А.Ж. Даже не совсем так. В каком-то смысле так, но не все нейроны будут обучены к концу жизни. И тут, как ни странно, на основании такой схемы можно устроить практически полезные системы. Вот на этом слайде показан прототип системы управления для активной подвески автомобиля, где система адаптируется к свойствам этого автомобиля. Предполагается, что эта подвеска оснащена некоторым активным элементом, который может автомобиль подталкивать вверх-вниз, при этом управляющая система со временем понимает, как это делать. Внизу нарисована база знаний, которую эмпирическая система получила, она отражает свойства данного конкретного автомобиля: как этот автомобиль реагирует на то или другое воздействие. Пользуясь этими знаниями, система может так аккуратно управлять этой подвеской, что она сглаживает нежелательные колебания и заставляет автомобиль двигаться так, как вам надо.

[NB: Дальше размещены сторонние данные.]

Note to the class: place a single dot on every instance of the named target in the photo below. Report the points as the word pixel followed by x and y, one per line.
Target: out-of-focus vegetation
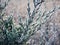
pixel 12 35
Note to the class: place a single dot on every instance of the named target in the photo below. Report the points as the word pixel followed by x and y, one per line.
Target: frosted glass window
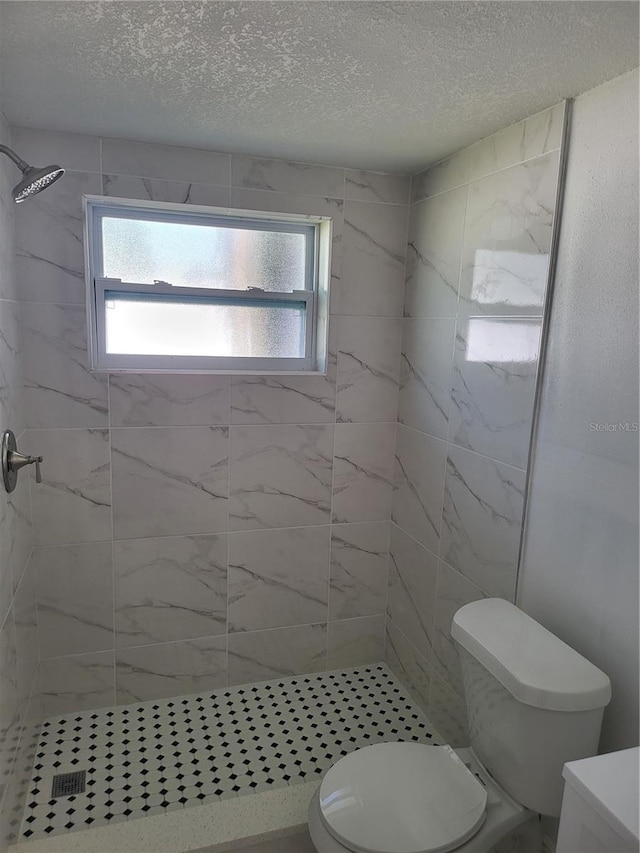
pixel 191 255
pixel 189 288
pixel 196 328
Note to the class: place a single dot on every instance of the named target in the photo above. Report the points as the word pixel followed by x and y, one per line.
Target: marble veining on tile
pixel 374 248
pixel 505 258
pixel 376 186
pixel 425 377
pixel 75 598
pixel 363 472
pixel 73 502
pixel 49 261
pixel 358 569
pixel 173 588
pixel 154 189
pixel 280 476
pixel 278 577
pixel 368 369
pixel 433 255
pixel 481 520
pixel 165 400
pixel 60 390
pixel 169 481
pixel 411 599
pixel 419 475
pixel 494 381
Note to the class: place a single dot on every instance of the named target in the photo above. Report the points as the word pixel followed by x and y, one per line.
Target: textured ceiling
pixel 392 86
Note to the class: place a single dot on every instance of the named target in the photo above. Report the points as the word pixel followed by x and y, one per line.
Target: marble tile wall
pixel 18 621
pixel 480 231
pixel 194 531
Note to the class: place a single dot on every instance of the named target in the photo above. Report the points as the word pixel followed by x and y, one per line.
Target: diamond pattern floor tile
pixel 157 756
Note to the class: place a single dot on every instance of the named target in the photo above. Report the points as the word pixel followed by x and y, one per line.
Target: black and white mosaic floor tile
pixel 157 756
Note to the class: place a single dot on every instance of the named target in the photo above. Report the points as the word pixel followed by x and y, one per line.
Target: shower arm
pixel 20 163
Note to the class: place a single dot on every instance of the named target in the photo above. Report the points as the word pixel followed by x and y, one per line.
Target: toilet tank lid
pixel 534 665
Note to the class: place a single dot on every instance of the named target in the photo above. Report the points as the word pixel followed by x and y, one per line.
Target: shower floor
pixel 158 756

Вот слева график: это сильные колебания автомобиля, обычного автомобиля при наезде, скажем, на препятствие. Справа мы видим гораздо более гладкую кривую. Очень интересная, такая практически полезная вещь.
В.Н. А можно вам вопрос? С какой скоростью она учится? Скажем, можно сопоставить её скорость обучения со скоростью обучения водителя: вот человек купил новый автомобиль, и он к нему приспосабливается. И ваша система…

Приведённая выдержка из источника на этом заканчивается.